Hunt cited the FlowVPE tech developed by recent acquisition C Technologies as an example.
“We have technology that is the clear market leader in protein concentration measurement, so we are very excited about what we are going to be able to do with that technology as we move through the next couple of years.”
He also predicted a new gamma irradiated version of TangenX’s flat sheet cassettes would win users in the gene therapy space.

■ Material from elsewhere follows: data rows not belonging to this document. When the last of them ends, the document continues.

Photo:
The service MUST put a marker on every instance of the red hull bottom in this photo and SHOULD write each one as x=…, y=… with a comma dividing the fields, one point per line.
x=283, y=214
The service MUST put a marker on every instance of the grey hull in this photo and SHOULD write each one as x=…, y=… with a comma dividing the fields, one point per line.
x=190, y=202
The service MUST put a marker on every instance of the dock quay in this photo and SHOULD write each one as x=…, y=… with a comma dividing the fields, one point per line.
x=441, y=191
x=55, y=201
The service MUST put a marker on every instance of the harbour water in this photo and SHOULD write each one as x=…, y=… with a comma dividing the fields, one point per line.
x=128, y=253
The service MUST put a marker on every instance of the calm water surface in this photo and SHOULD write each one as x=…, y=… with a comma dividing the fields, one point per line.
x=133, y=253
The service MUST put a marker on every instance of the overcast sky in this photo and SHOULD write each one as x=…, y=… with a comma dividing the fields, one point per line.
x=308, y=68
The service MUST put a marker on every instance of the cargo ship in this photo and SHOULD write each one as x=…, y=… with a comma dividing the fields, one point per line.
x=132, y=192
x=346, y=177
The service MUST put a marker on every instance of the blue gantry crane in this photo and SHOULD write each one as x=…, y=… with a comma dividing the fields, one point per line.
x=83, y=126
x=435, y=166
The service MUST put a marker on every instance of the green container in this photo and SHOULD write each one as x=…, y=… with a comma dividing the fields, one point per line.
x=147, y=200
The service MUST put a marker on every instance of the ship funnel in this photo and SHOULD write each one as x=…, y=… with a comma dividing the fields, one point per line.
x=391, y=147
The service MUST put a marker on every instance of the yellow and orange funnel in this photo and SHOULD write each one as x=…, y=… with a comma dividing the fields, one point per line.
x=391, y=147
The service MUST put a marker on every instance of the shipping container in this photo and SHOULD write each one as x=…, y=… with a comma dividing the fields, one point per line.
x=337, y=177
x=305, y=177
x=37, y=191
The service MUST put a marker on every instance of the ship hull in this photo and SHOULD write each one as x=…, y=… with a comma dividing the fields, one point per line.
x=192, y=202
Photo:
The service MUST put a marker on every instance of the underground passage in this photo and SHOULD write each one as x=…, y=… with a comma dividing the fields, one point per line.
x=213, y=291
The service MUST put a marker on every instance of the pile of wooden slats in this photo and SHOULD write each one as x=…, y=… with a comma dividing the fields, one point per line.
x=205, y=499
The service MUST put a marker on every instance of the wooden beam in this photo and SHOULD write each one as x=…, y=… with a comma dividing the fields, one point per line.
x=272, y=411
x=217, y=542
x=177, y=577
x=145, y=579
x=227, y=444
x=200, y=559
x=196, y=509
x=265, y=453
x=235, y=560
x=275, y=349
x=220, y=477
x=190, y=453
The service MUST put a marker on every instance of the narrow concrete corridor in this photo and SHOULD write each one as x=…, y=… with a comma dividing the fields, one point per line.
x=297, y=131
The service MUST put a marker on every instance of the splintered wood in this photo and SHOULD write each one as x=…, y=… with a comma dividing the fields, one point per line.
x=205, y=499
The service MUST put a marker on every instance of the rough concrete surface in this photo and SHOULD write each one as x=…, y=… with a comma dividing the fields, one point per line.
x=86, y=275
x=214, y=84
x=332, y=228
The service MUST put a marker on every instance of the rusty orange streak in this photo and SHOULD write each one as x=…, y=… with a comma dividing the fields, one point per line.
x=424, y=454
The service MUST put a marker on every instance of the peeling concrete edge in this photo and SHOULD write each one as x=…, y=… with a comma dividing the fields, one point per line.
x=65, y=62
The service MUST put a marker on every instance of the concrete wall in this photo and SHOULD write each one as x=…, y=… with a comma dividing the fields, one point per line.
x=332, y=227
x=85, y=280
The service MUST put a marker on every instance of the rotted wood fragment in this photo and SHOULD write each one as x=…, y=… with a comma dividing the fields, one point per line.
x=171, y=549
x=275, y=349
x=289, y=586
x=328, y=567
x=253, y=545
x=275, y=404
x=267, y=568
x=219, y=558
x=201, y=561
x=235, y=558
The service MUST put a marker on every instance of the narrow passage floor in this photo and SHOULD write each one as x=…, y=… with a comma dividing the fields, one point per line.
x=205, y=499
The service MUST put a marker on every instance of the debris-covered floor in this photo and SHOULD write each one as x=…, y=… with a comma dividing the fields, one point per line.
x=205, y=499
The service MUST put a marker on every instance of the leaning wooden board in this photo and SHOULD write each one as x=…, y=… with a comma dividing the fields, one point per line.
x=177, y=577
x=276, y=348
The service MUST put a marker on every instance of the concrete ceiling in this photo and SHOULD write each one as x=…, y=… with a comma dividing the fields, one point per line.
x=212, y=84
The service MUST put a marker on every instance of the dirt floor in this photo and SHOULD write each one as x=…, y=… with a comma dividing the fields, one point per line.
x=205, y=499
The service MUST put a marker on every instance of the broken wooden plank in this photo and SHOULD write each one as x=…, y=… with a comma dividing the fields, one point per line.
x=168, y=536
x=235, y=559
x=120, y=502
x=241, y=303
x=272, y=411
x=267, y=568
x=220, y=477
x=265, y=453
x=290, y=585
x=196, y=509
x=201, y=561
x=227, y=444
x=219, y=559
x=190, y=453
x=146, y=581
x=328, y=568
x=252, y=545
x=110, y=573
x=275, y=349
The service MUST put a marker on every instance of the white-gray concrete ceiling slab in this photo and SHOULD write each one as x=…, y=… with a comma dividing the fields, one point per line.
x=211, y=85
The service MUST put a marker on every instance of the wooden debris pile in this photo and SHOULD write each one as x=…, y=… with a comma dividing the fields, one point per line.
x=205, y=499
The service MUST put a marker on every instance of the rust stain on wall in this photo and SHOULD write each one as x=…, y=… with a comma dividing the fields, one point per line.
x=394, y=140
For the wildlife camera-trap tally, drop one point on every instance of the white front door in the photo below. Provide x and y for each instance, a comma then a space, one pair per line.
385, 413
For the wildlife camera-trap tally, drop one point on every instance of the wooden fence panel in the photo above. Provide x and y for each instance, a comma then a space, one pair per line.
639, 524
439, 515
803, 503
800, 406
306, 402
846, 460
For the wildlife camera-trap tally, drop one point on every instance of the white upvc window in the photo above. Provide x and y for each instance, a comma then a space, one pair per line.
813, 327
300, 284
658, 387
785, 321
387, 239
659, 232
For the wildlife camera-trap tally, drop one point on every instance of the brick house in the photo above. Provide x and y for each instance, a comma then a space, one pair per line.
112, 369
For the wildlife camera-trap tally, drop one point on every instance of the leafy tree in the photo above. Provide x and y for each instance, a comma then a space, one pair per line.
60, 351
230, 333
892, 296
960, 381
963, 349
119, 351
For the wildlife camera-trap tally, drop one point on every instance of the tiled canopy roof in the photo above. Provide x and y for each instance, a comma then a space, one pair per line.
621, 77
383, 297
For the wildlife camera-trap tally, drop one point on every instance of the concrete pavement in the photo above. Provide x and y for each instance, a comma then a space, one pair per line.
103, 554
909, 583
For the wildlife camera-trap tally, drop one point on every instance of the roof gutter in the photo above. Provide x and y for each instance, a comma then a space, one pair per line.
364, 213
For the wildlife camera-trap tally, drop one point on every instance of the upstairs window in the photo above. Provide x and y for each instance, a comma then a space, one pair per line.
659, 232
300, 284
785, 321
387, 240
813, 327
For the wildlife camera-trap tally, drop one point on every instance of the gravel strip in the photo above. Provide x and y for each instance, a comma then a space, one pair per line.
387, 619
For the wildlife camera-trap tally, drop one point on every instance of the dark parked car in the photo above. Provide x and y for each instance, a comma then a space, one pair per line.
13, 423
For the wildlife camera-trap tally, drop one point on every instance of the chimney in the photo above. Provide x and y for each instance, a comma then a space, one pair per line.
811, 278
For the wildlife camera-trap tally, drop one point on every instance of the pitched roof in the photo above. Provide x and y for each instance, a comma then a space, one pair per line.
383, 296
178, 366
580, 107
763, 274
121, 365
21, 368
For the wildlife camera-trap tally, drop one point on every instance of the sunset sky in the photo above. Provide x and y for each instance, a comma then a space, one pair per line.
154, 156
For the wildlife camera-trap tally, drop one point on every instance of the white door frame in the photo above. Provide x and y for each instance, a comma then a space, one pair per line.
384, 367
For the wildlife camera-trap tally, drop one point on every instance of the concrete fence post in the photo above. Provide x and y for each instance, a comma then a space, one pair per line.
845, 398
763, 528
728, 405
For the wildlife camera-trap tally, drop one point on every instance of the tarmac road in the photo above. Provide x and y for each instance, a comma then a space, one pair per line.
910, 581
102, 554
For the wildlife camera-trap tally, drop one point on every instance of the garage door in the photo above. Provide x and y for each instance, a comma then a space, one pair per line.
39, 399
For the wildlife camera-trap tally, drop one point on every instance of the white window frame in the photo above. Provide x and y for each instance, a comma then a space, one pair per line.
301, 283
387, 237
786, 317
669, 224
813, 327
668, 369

Hunt said Repligen will launch products in 2020, citing ligands developed with Navigo and Purolite as examples.
Protein business
Repligen’s ligand business relies on Protein A, which biopharma uses to recover molecules from process streams.
“In the world of proteins, we’ve about a 10% share… we went through three years 16, 17 and 18 where this business was relatively flat. Last year was a really good year for proteins really. We saw an uptick in Ligand demand.
“But as we go into 2020, we all know that as GE bring some of their manufacturing inhouse we’ll have a down year in proteins.”
Repligen has supplied GE Healthcare with Protein A for decades. But in 2017 GE launched its own resin – MabSelect PrismA – and said it would move ligand production inhouse.